Jane's Ausritt im Morgennebel




Tagelang hatte es geregnet, im Büro quoll das Posteingangsfach über und zusätzlich war Jane durch eine Erkältung davon abgehalten worden, einen Ausritt auf Victory durch die Natur zu machen. Sie hatte in den Mittagspausen dabei zugesehen, wie sich die Regentropfen am Bürofenster ihren Weg suchten, hinabrollten und sie hatte tapfer ihre Medikamente geschluckt.

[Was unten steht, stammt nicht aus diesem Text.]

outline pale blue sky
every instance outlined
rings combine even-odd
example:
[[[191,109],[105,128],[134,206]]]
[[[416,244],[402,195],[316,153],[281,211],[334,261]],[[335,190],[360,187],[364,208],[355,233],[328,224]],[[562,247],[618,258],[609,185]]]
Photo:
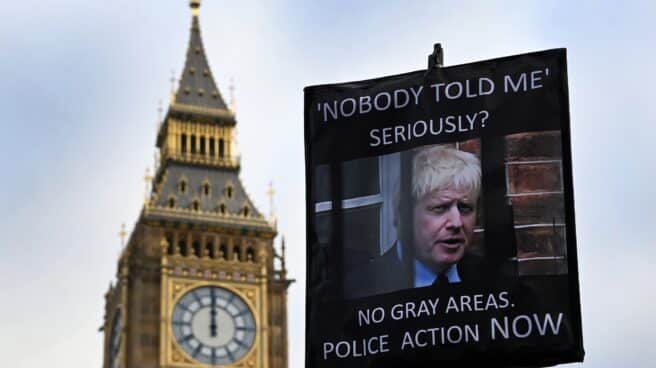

Heute jedoch war Sonntag. Der Tag war frei, unverplant und Jane fühlte sich wieder gesund. Gesund genug, um zu Hause im Stall, nach Victory zu schauen. Sie schlüpfte unter der Bettdecke hervor, schlich leise ins Bad und stellte sich unter die heiße Dusche. Der Spiegel war genauso beschlagen, als sie anschließend hineinschauen wollte, wie das große Badfenster. Sie wischte den Spiegel trocken, bürstete ihr langes schwarzes Haar und zog sich rasch an. Als Jane die Haustür öffnete, stellte sie fest, dass das Badfenster nicht von der heißen Dusche beschlagen war, sondern das Nebel die Sicht auf den Garten verhindert hatte. Leise zog sie die Tür hinter sich in das Schloss, damit ihr Mann und ihr Sohn nicht erwachen würden. Sie ging zügig zum Stall und hörte Victory schon an der Stalltür schnauben. Die Beiden waren seit zwei Jahren ein eingespieltes Team. Jane's Mann lachte manchmal und meinte, er könne nicht sagen, wer die schwärzere Mähne hätte - seine Frau oder ihr Pferd.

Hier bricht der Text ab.